The amount that will be paid under the deal represents 54 percent of the creditors’ claim of $2.5 billion in principal and interest on notes Argentina defaulted on in 2001. They agreed to accept payment of 150 percent of the $900 million in face value, according to a statement from Task Force Argentina, an Italian bondholder association known as TFA. The accord is pending approval from Argentina’s congress and TFA board members.

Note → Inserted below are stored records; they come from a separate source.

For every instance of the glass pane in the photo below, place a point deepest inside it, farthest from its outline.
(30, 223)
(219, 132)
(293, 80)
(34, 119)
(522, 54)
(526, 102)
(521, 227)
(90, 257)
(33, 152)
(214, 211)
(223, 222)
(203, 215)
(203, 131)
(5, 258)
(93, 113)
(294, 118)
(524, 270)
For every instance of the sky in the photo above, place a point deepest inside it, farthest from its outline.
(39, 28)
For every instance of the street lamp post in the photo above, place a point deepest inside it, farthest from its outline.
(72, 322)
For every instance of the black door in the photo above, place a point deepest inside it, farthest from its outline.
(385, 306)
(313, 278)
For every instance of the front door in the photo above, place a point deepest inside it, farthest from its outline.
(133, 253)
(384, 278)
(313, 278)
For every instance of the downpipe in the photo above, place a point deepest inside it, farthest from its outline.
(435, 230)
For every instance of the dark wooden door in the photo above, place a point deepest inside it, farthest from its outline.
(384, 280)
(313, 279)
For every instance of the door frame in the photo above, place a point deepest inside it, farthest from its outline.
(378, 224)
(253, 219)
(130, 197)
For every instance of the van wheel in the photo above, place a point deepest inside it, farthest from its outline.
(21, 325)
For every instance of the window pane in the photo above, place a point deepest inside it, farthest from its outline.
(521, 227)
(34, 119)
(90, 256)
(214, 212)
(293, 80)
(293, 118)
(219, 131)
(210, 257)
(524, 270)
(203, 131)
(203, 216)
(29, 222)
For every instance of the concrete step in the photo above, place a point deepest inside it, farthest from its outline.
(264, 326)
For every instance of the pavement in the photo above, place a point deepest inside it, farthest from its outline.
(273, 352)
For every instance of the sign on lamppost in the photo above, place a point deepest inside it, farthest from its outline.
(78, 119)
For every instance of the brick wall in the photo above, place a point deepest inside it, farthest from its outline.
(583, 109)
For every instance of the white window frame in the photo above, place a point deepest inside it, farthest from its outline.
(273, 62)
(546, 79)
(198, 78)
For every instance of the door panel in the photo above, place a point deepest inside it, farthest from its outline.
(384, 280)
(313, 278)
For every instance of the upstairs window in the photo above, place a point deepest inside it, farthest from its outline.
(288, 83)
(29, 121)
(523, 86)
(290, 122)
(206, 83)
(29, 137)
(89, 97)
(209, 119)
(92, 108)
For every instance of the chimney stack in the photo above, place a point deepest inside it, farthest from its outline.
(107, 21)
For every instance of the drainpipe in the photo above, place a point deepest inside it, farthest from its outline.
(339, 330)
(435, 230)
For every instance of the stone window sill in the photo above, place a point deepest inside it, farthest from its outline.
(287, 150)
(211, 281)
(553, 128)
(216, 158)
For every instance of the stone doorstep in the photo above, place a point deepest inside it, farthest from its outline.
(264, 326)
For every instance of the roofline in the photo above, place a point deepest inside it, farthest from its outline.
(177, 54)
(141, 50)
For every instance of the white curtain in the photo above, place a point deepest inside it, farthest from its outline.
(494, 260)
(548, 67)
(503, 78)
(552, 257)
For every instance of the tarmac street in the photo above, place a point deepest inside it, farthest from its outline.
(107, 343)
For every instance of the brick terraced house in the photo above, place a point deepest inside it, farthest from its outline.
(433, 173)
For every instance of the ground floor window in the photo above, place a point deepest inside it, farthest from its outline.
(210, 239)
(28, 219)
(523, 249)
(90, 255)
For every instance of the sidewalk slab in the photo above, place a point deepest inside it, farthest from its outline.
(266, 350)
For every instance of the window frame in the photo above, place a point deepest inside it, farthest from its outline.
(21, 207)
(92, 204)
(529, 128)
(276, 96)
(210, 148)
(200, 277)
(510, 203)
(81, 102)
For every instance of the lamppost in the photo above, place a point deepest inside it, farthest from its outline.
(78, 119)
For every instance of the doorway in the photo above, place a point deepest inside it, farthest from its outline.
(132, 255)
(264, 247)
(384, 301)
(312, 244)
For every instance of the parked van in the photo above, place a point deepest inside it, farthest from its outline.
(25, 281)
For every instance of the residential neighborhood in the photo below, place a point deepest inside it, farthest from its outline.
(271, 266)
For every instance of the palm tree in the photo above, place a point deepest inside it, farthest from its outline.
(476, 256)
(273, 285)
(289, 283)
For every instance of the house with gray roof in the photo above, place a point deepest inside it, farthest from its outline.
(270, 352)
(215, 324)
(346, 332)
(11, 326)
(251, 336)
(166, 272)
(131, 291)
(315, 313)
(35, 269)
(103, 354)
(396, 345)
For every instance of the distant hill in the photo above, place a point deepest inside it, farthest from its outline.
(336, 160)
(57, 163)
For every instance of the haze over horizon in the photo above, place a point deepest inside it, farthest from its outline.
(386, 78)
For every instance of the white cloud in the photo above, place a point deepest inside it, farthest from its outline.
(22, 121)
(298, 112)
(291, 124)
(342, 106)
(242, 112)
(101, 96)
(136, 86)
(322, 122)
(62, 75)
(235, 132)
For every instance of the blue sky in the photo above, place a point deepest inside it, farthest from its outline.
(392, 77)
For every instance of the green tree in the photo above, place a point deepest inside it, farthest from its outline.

The agreement, which marks a first step in efforts by newly elected President Mauricio Macri to settle with all of Argentina’s so-called holdout creditors, comes after the country obtained a $5 billion loan from seven Wall Street banks to boost foreign reserves last week. Finance Ministry officials are in New York this week to talk with hedge funds led by Elliott Management and other creditors that represent about $9 billion in claims. Former President Cristina Fernandez de Kirchner had refused demands from investors that sought better terms than those offered in two debt restructurings after the country’s record $95 billion default.
Macri, who took office Dec. 10, has vowed to resolve the litigation with bondholders and bring the country back to international capital markets.
“Our stakeholders should be happy considering what they were offered at the beginning,” Nicola Stock, the head of TFA, said in an interview from Rome. “I expect the Italian holdouts to get paid between May and June.”
Argentina restructured about 92 percent of its debt in 2005 and 2010, imposing losses on creditors of about 70 percent. The Italian bondholders have litigated their case since 2006 in the International Centre for Settlement of Investment Disputes.
Of the 180,000 Italians originally represented by TFA before the restructurings, about 70 percent have entered into the exchange agreements or died, according to Carolyn Lamm, an attorney who represents the bondholders at White & Case LLP. Most of TFA’s members are between 60 and 80 years old and invested between $25,000 and $50,000 in Argentine debt, she said.
The so-called retail investors last had a hearing at the ICSID in June 2014, according to Lamm.
The payment will provide one-third of the accumulated interest the Italian bondholders were seeking, Argentine Finance Minister Alfonso Prat-Gay said Tuesday in a televised press conference. The bondholders in New York, with whom Finance Secretary Luis Caputo met Monday, have asked for an “unacceptable” amount in interest, he said.
“Retail or individual investors would probably be more flexible than institutional investors and this is a considerable improvement over” the 2010 restructuring offer, said Siobhan Morden, the head of Latin American fixed-income strategy at Nomura Holdings Inc. “It doesn’t give you the same indication for the New York holdouts, because clearly that is a tougher crowd.”